The paper gives an algorithm for calculation of the remainder polynomial on page 16 in Algorithm 3. However, I'm having trouble understanding the reduction algorithm on pages 16-17 (Algorithm 4). Essentially, I think we need Algorithm 4 for larger fields when our or partial results don't fit 128 bits anymore. They give an example for multiplication of two polynomials in $\text{GF}(2^{128})$.

Where do the "magic constants" 63, 62, and 57 for right shifts, and the "magic constants" 1, 2, and 7 for left shifts come from?

For example, how does one generalize the algorithm for smaller fields, say $\text{GF}(2^{32})$? Would the corresponding shift values then be 15, 14, 9 and 1, 2, 7?

In the final step 4, the algorithm tells you to "XOR $[E_1:E_0]$, $[F_1:F_0]$, and $[G_1:G_0]$ with each other and $[X_3:D]$".

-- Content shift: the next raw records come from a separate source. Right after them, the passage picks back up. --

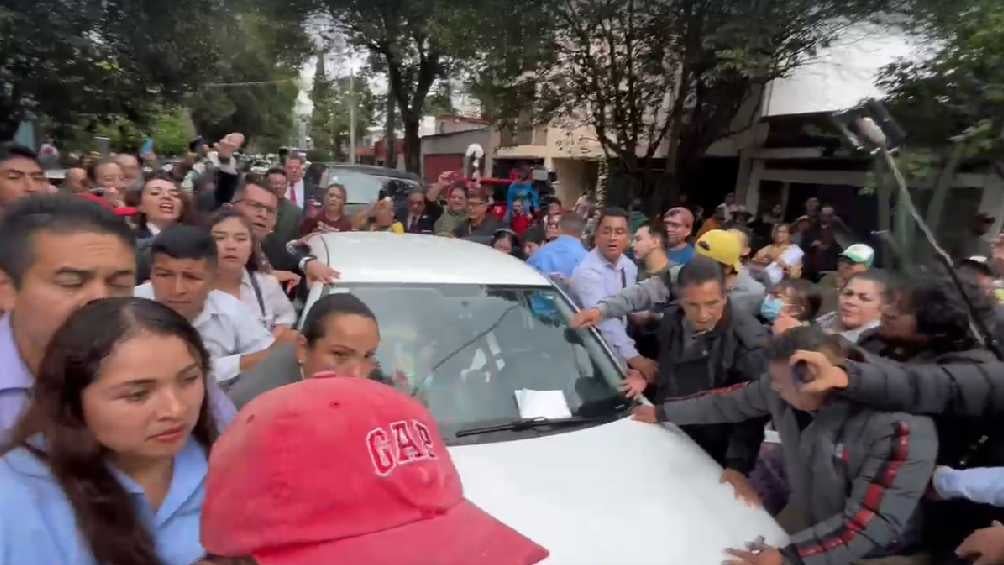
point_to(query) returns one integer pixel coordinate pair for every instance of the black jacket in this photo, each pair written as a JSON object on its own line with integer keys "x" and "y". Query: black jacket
{"x": 731, "y": 354}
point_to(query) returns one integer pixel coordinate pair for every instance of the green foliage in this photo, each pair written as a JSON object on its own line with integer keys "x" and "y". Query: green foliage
{"x": 416, "y": 42}
{"x": 262, "y": 43}
{"x": 332, "y": 98}
{"x": 172, "y": 131}
{"x": 960, "y": 89}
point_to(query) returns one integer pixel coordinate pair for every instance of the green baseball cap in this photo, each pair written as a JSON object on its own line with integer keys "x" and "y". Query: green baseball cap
{"x": 859, "y": 254}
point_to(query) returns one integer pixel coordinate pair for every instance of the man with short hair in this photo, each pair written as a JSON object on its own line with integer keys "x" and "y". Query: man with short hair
{"x": 297, "y": 192}
{"x": 679, "y": 224}
{"x": 706, "y": 342}
{"x": 20, "y": 174}
{"x": 456, "y": 211}
{"x": 184, "y": 266}
{"x": 259, "y": 206}
{"x": 650, "y": 248}
{"x": 422, "y": 213}
{"x": 856, "y": 475}
{"x": 287, "y": 223}
{"x": 76, "y": 181}
{"x": 57, "y": 253}
{"x": 480, "y": 226}
{"x": 604, "y": 272}
{"x": 564, "y": 253}
{"x": 132, "y": 171}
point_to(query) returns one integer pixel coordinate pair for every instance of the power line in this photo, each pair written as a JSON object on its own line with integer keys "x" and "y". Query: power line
{"x": 247, "y": 83}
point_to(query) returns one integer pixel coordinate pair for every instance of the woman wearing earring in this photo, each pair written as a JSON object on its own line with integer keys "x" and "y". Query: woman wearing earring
{"x": 107, "y": 464}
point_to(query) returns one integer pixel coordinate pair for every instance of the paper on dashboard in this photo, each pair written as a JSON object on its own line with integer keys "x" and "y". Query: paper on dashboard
{"x": 542, "y": 403}
{"x": 791, "y": 256}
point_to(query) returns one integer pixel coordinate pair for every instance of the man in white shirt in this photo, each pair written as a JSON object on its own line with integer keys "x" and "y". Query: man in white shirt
{"x": 184, "y": 267}
{"x": 294, "y": 177}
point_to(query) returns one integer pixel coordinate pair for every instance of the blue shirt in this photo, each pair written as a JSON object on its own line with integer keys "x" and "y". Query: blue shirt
{"x": 16, "y": 382}
{"x": 560, "y": 256}
{"x": 682, "y": 256}
{"x": 38, "y": 524}
{"x": 594, "y": 279}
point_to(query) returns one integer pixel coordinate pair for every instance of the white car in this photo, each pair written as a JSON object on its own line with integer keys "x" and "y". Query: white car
{"x": 464, "y": 328}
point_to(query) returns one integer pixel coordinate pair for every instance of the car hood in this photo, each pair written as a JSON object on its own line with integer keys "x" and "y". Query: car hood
{"x": 624, "y": 492}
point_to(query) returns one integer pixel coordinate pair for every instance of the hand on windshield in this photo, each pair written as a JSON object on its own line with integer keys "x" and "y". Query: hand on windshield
{"x": 287, "y": 279}
{"x": 768, "y": 556}
{"x": 823, "y": 374}
{"x": 585, "y": 318}
{"x": 645, "y": 413}
{"x": 742, "y": 487}
{"x": 319, "y": 272}
{"x": 634, "y": 385}
{"x": 646, "y": 366}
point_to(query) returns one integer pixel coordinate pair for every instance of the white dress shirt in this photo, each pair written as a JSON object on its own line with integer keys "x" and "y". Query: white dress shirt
{"x": 278, "y": 308}
{"x": 297, "y": 190}
{"x": 228, "y": 329}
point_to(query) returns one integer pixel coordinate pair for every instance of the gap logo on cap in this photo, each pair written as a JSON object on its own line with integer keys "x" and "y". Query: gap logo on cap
{"x": 401, "y": 443}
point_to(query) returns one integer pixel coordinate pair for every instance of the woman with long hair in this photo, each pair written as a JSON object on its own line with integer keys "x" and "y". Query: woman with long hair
{"x": 240, "y": 272}
{"x": 162, "y": 205}
{"x": 332, "y": 216}
{"x": 859, "y": 306}
{"x": 107, "y": 464}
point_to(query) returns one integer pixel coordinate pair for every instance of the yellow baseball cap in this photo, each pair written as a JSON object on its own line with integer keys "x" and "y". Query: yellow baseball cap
{"x": 721, "y": 246}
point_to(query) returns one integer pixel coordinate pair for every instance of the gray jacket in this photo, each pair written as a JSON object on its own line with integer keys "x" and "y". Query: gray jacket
{"x": 856, "y": 475}
{"x": 278, "y": 368}
{"x": 746, "y": 295}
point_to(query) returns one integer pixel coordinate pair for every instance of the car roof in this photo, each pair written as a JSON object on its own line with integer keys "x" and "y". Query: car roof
{"x": 382, "y": 257}
{"x": 374, "y": 171}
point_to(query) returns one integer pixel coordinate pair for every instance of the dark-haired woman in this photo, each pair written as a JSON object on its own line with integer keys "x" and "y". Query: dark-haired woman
{"x": 239, "y": 273}
{"x": 107, "y": 464}
{"x": 339, "y": 335}
{"x": 162, "y": 205}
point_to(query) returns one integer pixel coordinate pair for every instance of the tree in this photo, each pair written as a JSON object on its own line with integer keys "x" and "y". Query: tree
{"x": 417, "y": 41}
{"x": 649, "y": 74}
{"x": 89, "y": 60}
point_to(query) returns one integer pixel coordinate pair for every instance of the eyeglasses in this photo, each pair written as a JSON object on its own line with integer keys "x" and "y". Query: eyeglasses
{"x": 259, "y": 207}
{"x": 15, "y": 176}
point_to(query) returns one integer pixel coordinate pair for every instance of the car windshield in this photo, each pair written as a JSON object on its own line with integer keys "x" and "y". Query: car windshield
{"x": 360, "y": 188}
{"x": 465, "y": 351}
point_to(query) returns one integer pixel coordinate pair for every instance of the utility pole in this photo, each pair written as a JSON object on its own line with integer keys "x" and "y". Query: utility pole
{"x": 351, "y": 114}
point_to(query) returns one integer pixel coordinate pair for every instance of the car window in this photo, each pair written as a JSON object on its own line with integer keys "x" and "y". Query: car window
{"x": 359, "y": 188}
{"x": 464, "y": 350}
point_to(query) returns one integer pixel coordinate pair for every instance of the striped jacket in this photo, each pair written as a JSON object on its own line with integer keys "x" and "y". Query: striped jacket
{"x": 857, "y": 475}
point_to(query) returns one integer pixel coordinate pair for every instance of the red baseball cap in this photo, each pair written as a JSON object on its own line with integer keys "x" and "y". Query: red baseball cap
{"x": 342, "y": 470}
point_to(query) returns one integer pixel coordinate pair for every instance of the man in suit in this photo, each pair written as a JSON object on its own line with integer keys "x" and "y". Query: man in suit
{"x": 298, "y": 191}
{"x": 287, "y": 223}
{"x": 422, "y": 213}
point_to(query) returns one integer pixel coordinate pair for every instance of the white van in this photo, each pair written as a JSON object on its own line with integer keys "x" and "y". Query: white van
{"x": 468, "y": 329}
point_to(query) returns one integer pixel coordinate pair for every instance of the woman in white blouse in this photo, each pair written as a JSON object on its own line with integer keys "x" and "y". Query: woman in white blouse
{"x": 240, "y": 272}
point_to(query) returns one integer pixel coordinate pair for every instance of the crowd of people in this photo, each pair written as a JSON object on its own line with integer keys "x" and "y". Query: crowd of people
{"x": 135, "y": 304}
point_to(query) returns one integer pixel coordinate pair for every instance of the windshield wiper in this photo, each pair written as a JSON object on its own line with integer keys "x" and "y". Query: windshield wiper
{"x": 523, "y": 424}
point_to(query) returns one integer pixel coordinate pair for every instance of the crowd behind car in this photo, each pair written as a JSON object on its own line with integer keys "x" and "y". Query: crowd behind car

Why do we do this? As far as I can see, the result of this XOR operation is neither stored anywhere nor used anywhere. Is it somehow used for computing $[H_1 : H_0]$?

Asked By : Gideon

Answered By : Yuval Filmus

The Galois field $GF(2^{128})$ has many different "concrete" representations. One popular representation is using polynomials in $GF(2)[x]$ (i.e. with coefficients in $GF(2)$) modulo some irreducible polynomial of degree $128$, say $x^{128}+x^7+x^2+x^1+x^0$. The magic constants $7,2,1,0$ come from this particular irreducible polynomial. You don't see $0$ since there is no need to shift by $0$. Similarly, the magic constants $57,62,63,64$ are the complements of the constants above with respect to $64$. Again, you don't need to shift by $64$ since the registers are $64$ bits wide. If we had used some other irreducible polynomial, the constants would have been different.

Regarding step 4, $[H_1:H_0]$ results from XORing $[E_1:E_0],[F_1:F_0],[G_1:G_0],[X_3:D]$. This implements the operation of MODing by $x^{128} + x^7 + x^2 + x^1 + x^0$. The idea is that modulo this polynomial, $x^{128} = x^7+x^2+x^1+^0$; addition here is XOR. The different summands corresponds to these different monomials – see if you can find the correspondence.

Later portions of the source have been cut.